It's official: McClatchy owns Knight Ridder.
As I mentioned both above and earlier in my own blog, this is the best of all possible outcomes. Most of the K-R empire will be kept intact, also with K-R's news-gathering organization.
Even better, most if not all of those papers that McClatchy's going to sell -- many of them simply to avoid anti-trust issues -- will probably wind up in the hands of the Newspaper Guild:
The Guild has lined up the Yucaipa Companies to finance a deal to help employees buy nine Knight Ridder papers through an Employee Stock Ownership Plan (ESOP). If the Guild were successful, the deal would probably be structured with Yucaipa fronting some of the money for the papers.

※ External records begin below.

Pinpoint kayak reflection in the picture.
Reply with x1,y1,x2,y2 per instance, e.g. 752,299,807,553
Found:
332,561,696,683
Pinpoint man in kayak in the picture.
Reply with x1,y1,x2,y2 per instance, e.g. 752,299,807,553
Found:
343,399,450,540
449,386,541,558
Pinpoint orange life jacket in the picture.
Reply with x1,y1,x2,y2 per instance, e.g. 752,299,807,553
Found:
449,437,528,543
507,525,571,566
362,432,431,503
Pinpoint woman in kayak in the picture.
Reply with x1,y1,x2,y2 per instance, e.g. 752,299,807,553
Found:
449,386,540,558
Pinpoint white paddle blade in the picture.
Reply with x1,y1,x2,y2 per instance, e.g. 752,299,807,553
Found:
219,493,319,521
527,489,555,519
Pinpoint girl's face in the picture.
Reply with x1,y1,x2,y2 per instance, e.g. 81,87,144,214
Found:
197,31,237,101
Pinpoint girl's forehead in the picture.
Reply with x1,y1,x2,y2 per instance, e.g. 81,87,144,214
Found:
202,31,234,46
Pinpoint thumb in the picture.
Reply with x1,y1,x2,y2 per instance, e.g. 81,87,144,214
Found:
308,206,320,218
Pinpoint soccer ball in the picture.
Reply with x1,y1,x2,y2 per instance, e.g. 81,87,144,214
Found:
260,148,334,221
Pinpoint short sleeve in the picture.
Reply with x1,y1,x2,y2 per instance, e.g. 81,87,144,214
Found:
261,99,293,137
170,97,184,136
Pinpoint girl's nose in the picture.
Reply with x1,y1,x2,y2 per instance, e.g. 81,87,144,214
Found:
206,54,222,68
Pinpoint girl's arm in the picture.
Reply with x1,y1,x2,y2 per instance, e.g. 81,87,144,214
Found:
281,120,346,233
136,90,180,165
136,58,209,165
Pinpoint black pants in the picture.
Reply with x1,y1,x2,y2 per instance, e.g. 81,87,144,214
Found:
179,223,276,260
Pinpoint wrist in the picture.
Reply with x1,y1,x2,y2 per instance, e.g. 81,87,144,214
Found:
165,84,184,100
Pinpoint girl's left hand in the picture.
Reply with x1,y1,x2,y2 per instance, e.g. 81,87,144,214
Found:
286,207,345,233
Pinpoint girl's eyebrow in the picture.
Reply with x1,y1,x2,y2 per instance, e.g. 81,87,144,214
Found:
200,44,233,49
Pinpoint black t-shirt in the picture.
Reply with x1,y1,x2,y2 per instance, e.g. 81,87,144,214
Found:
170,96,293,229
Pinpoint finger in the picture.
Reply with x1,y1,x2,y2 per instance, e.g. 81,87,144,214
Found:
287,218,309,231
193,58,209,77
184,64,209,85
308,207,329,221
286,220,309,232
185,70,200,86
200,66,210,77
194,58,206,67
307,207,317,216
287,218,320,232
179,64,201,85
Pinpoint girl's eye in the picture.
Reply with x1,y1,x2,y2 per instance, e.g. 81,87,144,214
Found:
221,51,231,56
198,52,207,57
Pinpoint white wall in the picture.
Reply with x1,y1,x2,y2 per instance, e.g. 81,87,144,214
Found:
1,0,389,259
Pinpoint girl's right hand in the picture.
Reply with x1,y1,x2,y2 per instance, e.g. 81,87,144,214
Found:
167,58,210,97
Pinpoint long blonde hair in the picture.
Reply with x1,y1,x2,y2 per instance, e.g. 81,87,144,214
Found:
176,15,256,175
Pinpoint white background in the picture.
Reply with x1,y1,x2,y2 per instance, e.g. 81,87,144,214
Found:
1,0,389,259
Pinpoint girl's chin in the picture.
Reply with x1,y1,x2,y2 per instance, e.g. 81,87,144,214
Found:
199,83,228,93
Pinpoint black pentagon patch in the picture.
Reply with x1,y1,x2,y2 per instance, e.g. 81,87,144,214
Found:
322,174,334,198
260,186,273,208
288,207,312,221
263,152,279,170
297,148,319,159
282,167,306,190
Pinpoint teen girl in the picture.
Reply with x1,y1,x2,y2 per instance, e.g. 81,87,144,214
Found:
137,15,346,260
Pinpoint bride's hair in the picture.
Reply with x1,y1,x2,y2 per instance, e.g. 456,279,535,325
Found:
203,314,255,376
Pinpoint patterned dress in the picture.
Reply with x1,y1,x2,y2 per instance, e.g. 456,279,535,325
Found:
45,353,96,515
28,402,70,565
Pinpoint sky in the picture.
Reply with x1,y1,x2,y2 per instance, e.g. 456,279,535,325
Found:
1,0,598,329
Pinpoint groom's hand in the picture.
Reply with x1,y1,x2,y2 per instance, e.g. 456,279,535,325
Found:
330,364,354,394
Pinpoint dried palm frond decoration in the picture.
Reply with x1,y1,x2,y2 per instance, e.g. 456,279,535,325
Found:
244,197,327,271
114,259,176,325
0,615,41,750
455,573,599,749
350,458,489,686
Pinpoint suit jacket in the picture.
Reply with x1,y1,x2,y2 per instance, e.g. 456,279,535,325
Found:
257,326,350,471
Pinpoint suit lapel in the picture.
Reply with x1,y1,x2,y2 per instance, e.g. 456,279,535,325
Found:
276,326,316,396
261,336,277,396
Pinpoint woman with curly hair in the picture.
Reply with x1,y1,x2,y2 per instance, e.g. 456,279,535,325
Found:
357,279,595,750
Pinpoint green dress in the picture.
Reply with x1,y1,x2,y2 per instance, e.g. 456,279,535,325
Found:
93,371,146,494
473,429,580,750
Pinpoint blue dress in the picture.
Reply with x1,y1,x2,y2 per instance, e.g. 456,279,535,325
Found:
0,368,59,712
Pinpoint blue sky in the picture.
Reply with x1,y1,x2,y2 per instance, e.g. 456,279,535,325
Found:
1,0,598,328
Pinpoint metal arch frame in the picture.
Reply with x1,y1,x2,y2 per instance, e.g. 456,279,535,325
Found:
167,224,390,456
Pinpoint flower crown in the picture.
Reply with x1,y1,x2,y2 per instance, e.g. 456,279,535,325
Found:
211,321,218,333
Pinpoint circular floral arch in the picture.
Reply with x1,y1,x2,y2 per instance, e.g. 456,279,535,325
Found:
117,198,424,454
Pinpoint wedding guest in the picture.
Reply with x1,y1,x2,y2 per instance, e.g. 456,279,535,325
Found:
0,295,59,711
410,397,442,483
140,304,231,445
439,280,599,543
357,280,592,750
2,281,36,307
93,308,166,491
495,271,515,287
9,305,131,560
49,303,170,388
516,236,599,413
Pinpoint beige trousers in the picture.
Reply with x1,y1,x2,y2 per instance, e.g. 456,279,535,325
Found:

"When it comes time to the Guild's participation, money talks," said industry analyst John Morton last week about the possible success of the Guild's plan. "It really becomes a question of what sort of corporation the Guild is willing to engage in."
See, McClatchy's not just going to kill off those papers. The same probably cannot be said of any of KR's other suitors.
In fact, KR wouldn't have done the deal if they thought that McClatchy was going to summarily close these papers. That's why it's taken nearly three months for KR to get a deal -- and why they were called "arrogant" by certain folk for refusing to sell themselves off piecemeal.
The bottom line: McClatchy wins. The Newspaper Guild wins. We all win.